Lost Again — She's Just Too Strong

第27話 また負けた、いくらなんでも強すぎるだろ

About a week after Tokyo Aqualand, I was on the Shinkansen with Reona and Riona. We were on our way to Okayama City University’s open campus.

I had been gently shutting down Reona and Riona’s attempts to come along on the basis that it was an overnight trip — but they had somehow obtained permission directly from my dad and mom. My parents are, apparently, trivially manipulated. So I’d run out of arguments and ended up traveling as a three-pack. We were currently playing the card game Daifugou.

“Oh — Ryouya-kun, Riona, look out the window. Mt. Fuji.”

“Oh, yeah. So we’re already in the Chubu region.”

“Nee-chan, calm down.”

“It’s Mount Fuji. Try not to get excited about Mount Fuji.”

The board said next stop was Nagoya, so we still had a while before Okayama Station.

“By the way — have either of you been to Okayama before?”

“Of the Chugoku-Shikoku region, we’ve been to Hiroshima and Takamatsu. But not Okayama.”

“So me and Nee-chan are kind of looking forward to it.”

“Yeah, you don’t usually have a reason to go pinpoint.”

After the open campus, the plan was to head over to Kurashiki, walk the Bikan Historical Quarter, and the next day play around at the Okayama Milano Park theme park before heading back to Tokyo. As I was running through that mentally, Riona played a pair of jacks.

“Whoa, seriously? Pass.”

“You’re hitting Eleven-Back now? …I pass too.”

Reona and I groaned in unison. Eleven-Back temporarily inverts card strength, and our hands were now useless. From there it was Riona’s solo turn — we couldn’t do anything.

“That’s my win.”

“Lost again — she’s just too strong.”

“Riona’s always been a monster at this.”

“This kind of game is my territory.”

We’d played a bunch of rounds since boarding, and neither Reona nor I had managed to beat her once.

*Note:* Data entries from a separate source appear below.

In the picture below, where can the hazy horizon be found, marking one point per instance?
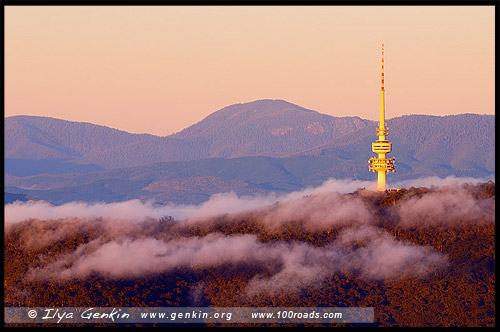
(201, 119)
(158, 70)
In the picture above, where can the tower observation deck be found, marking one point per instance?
(381, 146)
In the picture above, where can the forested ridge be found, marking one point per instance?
(458, 290)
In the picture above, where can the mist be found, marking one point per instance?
(128, 241)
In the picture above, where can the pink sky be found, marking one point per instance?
(161, 69)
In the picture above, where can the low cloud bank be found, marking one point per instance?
(125, 243)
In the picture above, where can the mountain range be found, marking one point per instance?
(256, 147)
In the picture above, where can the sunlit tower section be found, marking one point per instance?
(381, 146)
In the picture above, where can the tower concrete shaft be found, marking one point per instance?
(381, 146)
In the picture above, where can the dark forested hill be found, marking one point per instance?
(463, 142)
(432, 263)
(267, 127)
(263, 145)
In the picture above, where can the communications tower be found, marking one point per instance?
(381, 146)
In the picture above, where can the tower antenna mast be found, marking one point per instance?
(381, 146)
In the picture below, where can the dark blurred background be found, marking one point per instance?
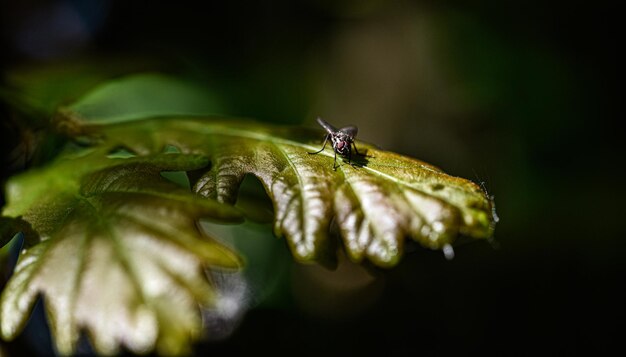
(520, 95)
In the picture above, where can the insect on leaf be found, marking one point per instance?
(378, 202)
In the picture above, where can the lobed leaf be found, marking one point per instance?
(376, 203)
(120, 256)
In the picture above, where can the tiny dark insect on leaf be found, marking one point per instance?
(341, 139)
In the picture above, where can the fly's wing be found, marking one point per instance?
(329, 128)
(350, 130)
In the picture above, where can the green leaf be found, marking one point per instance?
(120, 255)
(376, 204)
(143, 96)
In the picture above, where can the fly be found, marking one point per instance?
(342, 140)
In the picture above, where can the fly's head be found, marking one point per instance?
(341, 142)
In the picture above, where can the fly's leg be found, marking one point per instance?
(323, 146)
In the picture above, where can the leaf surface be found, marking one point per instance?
(120, 256)
(376, 203)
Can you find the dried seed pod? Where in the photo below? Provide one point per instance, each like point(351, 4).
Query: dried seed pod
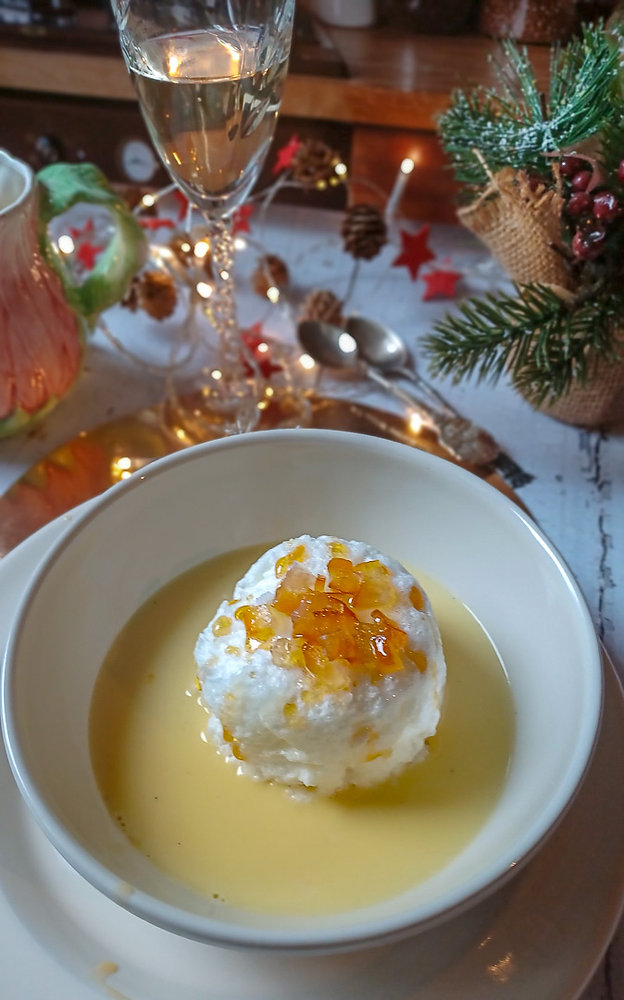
point(364, 231)
point(323, 306)
point(154, 292)
point(314, 165)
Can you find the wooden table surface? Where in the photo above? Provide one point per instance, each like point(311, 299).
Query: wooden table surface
point(576, 493)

Riona’s pokerface is perfect, and on top of that she’s mechanically smart — terrifying.

Reona, in contrast, telegraphs everything, so — needless to say — she was weak. Identical twins notwithstanding, that wiring was different.

“Other games?”

”…The future I can see is one where Riona wins everything regardless of game.”

“Yeah, since childhood, Riona’s been undefeated at cards, Othello, anything in that genre.”

Reona had given up before we even started. She’d probably gotten flattened by Riona repeatedly as a kid. We dropped cards in favor of personality-test stuff and travel chatter, and eventually we pulled into Okayama Station.

“Finally here. Sitting that long was tougher than expected.”

“Three and a half hours is a lot.”

“Good work, you two.”

Off the train, Reona and Riona stretched in place. It must have actually been rough.

“There are special shuttle buses from the west exit. Should get us there in about five.”

“Right next to the station, huh?”

“Insanely convenient.”

“Right? People commute from eastern Hiroshima and Kagawa for that reason.”

We headed for the ticket gates. The Shinkansen platform was playing the opening theme of an old galactic-train anime as the departure melody, which was distinctly nostalgic.

Of course, that anime aired before I was born. We passed through the gates and headed for the bus terminal on the west side. The station was busy, but it being a regional city, nowhere near Tokyo-busy.

“Okayama Milano Park, where we’re going tomorrow — it’s near the station too, right? Which side?”

“Milano Park is on the east side, opposite. Roughly five minutes’ walk from the east exit, if I remember right.”

“Lots of attractions, I’m excited.”

We boarded the shuttle bus and headed for Okayama City University. The bus had other high schoolers heading to the same open campus, and the boys among them were staring at Reona and Riona.

The two of them attract attention wherever they go. As expected, the jealous looks were redirected at me. I’d already gotten used to it; it didn’t bother me anymore.

“Hey, have you two been to an open campus before?”

“Mm-hmm. Riona and I went to a few with friends last year.”

“Oh nice. First time for me — good to have experienced company.”

So they were veterans. That helped a lot.